コラム
第125回
毎日せっせとジムに通う「わたちゃん」です。すると最近、ご近所のご婦人たちの間で、なんとも穏やかならぬ噂が立ち始めました。曰く「あそこの旦那さん、奥さんを働かせて自分は毎日ジム通いしてる」と。朝5時から仕事をし、合間にオンライン会議をこなすこの身としては、釈明するのもなんだか野暮。「ええ、カミさんのおかげでただいま絶賛ヒモ男ライフを満喫中!」なんて開き直ったら、プチ炎上待ったなしです。
炎上マーケティングとは、わざと批判や非難を浴びるような過激な言動やプロモーションを行い、世間の関心を集めて認知度向上や販売促進につなげる手法 です。「炎上商法」「炎マ」とも呼ばれます。短期間で多くの人の目に触れるため、広告費を抑えられる可能性もある点がメリットとして挙げられます。
しかし、この手法はまさに「諸刃の剣」です。一歩間違えれば、企業イメージの著しい悪化、顧客離れ、さらには法的問題に発展するリスクも孕んでいます。消費者は批判的な企業に対して反感を抱きやすく、一度損なわれた信頼を取り戻すには長い時間を要します。

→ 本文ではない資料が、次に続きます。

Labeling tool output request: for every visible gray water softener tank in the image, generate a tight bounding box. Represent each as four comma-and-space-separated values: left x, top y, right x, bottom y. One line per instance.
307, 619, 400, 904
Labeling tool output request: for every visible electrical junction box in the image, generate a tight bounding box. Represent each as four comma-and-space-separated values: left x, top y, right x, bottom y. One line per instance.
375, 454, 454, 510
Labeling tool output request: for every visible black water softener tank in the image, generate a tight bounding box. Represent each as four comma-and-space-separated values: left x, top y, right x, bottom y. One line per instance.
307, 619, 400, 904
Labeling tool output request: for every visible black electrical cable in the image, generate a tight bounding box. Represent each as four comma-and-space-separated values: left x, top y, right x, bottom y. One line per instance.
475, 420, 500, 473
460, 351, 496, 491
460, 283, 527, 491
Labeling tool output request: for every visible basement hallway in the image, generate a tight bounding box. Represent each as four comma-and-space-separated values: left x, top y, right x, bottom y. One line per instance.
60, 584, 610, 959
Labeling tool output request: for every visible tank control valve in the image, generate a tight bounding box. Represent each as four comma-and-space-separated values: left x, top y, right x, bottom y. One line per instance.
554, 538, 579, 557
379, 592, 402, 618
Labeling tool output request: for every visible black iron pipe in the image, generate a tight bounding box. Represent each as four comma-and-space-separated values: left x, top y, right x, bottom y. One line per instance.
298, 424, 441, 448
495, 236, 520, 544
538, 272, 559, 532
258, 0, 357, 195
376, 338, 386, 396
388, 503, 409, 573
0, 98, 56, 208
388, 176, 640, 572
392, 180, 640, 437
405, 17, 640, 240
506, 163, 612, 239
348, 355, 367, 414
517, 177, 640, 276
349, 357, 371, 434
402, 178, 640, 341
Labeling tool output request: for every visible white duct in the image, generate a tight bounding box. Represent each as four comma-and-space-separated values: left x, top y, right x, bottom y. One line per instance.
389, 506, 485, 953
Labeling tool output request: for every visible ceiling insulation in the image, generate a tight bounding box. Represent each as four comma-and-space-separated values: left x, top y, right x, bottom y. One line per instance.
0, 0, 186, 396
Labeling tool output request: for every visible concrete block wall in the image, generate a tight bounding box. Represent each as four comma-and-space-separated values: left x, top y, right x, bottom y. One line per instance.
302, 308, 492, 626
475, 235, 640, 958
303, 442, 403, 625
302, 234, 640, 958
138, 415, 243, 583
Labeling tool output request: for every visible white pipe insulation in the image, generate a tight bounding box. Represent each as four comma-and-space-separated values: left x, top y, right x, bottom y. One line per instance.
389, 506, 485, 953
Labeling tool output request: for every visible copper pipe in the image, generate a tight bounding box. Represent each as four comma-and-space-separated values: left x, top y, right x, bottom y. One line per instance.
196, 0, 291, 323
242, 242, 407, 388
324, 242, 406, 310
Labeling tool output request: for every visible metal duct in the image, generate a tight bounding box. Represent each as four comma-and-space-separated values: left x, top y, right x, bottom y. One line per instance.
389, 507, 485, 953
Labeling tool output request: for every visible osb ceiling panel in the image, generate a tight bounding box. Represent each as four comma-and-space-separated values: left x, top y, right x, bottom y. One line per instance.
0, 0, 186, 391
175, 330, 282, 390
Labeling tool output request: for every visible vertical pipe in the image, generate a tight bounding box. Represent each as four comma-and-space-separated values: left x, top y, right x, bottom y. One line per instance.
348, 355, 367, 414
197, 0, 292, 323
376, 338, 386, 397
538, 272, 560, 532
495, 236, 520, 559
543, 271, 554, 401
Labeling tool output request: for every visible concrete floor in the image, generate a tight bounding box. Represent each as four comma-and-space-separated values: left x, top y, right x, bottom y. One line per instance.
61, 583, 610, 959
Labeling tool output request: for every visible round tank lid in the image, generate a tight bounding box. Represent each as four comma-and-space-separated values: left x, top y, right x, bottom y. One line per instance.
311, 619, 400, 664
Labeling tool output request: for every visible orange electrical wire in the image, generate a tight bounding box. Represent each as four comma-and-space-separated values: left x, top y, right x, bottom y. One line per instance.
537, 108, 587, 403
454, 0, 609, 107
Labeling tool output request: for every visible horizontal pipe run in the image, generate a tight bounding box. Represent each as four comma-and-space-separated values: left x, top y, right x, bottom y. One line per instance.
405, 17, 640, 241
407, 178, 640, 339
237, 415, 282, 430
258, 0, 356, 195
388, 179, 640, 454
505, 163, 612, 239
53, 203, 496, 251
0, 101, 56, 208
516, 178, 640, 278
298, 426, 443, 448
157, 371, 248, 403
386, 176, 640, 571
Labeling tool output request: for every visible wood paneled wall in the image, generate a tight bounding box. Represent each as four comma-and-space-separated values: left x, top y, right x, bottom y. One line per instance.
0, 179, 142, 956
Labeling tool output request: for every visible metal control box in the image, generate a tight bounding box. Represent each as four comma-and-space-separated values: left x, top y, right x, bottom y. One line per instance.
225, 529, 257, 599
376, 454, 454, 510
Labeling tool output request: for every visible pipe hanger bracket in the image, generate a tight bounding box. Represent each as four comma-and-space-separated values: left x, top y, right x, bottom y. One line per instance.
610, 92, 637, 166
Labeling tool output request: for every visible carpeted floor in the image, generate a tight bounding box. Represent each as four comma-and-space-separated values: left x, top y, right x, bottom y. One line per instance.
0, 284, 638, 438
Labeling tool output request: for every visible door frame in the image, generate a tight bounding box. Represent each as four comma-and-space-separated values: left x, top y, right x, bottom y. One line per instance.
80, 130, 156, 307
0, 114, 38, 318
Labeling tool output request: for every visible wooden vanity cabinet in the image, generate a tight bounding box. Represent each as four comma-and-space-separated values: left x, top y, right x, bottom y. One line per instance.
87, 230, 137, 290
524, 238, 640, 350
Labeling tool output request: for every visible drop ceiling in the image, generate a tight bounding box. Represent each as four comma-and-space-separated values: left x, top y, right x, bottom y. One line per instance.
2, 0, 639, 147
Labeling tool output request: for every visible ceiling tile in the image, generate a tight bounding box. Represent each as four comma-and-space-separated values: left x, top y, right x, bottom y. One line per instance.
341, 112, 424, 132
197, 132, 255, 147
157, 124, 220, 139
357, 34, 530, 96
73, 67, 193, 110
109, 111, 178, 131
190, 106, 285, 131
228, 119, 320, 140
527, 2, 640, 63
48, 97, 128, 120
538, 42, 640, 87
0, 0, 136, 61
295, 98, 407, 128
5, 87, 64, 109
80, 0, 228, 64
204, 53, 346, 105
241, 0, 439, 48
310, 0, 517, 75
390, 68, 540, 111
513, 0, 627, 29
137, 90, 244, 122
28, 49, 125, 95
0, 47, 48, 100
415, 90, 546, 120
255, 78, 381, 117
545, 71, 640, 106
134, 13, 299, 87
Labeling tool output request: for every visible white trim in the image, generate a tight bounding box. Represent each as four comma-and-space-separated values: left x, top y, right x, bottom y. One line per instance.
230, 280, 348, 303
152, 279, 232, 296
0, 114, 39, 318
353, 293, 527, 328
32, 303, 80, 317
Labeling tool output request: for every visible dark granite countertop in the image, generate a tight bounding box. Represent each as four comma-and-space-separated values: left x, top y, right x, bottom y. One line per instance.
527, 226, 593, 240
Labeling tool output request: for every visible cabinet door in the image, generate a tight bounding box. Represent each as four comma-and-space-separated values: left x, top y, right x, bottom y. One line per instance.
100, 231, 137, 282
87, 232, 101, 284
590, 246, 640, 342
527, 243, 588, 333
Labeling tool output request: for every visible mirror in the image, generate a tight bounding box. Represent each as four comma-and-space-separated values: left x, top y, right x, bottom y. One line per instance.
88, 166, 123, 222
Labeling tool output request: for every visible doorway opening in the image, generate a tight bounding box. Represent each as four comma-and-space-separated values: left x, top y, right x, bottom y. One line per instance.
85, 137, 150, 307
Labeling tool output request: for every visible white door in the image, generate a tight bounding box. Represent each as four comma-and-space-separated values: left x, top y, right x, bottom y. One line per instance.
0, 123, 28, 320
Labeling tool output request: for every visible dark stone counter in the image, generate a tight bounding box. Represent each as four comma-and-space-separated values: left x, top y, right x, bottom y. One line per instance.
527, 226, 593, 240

過去には、ルーマニアのチョコレート菓子メーカー『ROM』が、パッケージデザインを自国の国旗からアメリカ国旗に変更するという挑発的なプロモーションで炎上。その後、すぐに元のデザインに戻し、ジョークであったと発表したことで大きく注目され、売り上げを伸ばした成功例があります。また、奈良県の公式マスコットキャラクター「せんとくん」も、斬新なデザインが批判を浴びて炎上したものの、結果的に知名度を上げ、大きな宣伝効果を得ました。しかし、成功例はごく稀であり、多くは失敗に終わっています。例えば、あるデジタルサイネージ広告が「今日の仕事は、楽しみですか」というメッセージを掲示したところ、「頑張っている人を傷つける」といった批判が殺到し、わずか一日で取り下げられました。人気アーティストが活動に関する意味深な告知でファンを不安にさせたものの、実際はコンサートツアーの発表だったという事例では、安心感を与えた半面、多くの反感を買う結果となりました。

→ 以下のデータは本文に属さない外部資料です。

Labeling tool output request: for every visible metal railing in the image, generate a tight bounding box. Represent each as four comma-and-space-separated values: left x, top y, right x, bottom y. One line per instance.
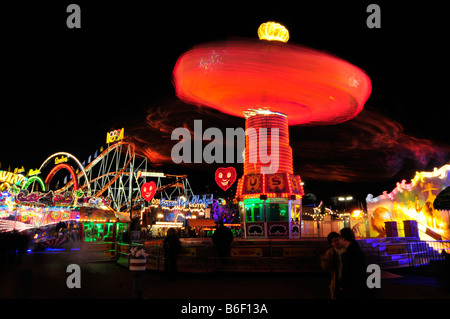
406, 240, 450, 269
357, 238, 450, 270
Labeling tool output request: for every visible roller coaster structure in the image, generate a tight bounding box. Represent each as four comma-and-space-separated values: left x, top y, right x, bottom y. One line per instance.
37, 140, 193, 215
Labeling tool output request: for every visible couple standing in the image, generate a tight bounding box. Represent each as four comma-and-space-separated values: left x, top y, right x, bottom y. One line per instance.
321, 228, 372, 299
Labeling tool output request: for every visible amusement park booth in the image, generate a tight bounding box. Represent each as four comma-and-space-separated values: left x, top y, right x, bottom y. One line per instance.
236, 173, 304, 239
79, 206, 130, 260
366, 164, 450, 241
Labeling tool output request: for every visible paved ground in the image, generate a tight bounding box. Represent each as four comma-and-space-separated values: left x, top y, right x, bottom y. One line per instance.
1, 250, 449, 301
1, 251, 448, 318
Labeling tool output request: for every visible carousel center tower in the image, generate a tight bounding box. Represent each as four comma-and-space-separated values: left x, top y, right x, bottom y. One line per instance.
236, 107, 304, 239
173, 21, 371, 239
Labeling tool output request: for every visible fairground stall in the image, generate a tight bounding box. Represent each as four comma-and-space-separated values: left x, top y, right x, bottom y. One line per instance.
363, 165, 450, 268
0, 144, 134, 258
0, 170, 131, 257
0, 168, 81, 250
366, 164, 450, 241
235, 172, 304, 239
78, 206, 130, 260
144, 194, 215, 237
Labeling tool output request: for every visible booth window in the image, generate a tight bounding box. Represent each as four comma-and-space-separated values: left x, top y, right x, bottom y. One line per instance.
83, 222, 116, 242
291, 204, 301, 222
245, 202, 263, 222
266, 201, 289, 222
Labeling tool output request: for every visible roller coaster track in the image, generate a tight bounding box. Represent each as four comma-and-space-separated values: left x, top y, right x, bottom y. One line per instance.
92, 153, 134, 199
58, 141, 135, 196
155, 175, 187, 196
118, 174, 187, 211
54, 140, 192, 213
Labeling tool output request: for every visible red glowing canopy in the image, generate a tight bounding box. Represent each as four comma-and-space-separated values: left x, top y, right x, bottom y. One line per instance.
173, 39, 372, 125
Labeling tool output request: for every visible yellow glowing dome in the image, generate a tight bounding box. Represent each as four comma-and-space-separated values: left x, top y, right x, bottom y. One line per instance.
257, 21, 289, 43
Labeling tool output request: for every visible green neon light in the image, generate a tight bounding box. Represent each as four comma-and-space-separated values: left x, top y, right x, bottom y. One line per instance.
23, 176, 46, 191
243, 198, 263, 204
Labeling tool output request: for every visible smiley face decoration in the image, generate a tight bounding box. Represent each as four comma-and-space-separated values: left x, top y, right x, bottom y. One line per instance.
215, 167, 237, 191
141, 181, 157, 202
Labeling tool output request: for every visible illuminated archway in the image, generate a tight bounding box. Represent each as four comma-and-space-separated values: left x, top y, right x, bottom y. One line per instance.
45, 163, 78, 190
39, 152, 91, 195
23, 176, 47, 192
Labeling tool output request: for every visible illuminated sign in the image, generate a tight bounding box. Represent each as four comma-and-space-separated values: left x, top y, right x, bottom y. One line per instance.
106, 128, 124, 144
237, 173, 304, 200
136, 171, 165, 178
153, 221, 183, 228
267, 173, 287, 193
215, 167, 236, 191
16, 191, 73, 205
244, 174, 262, 194
0, 189, 110, 207
154, 194, 214, 208
27, 169, 41, 176
0, 170, 27, 187
141, 181, 156, 202
14, 166, 25, 174
55, 156, 68, 164
289, 175, 303, 195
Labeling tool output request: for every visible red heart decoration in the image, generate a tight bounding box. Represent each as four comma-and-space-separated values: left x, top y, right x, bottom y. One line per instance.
215, 167, 237, 191
141, 181, 156, 202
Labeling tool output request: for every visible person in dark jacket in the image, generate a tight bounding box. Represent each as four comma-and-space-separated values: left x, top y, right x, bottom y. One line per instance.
338, 227, 371, 299
321, 232, 344, 299
212, 221, 233, 263
163, 228, 181, 276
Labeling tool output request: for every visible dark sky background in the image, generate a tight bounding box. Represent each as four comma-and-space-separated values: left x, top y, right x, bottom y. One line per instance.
2, 1, 449, 208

近年では意図しない炎上も多発しています。SNSでの些細な誤爆や従業員による不適切な投稿、企業の不祥事、利用者の迷惑行為など、さまざまな要因で炎上は起こり得ます。その大きな原因は「リテラシー不足」です。企業は、SNSの利用に関する教育・研修、運用マニュアルの策定、投稿前のダブルチェック、ソーシャルリスニングツールの導入など、炎上を未然に防ぐための対策が不可欠。万が一、炎上してしまった場合には、迅速な原因究明と初期対応、関係各所との情報共有、そして真摯な姿勢での対応が重要になります。
ということで、僕の噂も間違った炎上に向かうとカミさんにも迷惑かけるので、早めに火消しをしたいと思います。「実は僕は芥川賞を狙っている小説家で、家にいると気が滅入るのでジム通いしてるんです」とか言ってみようかな。よけい炎上するかな。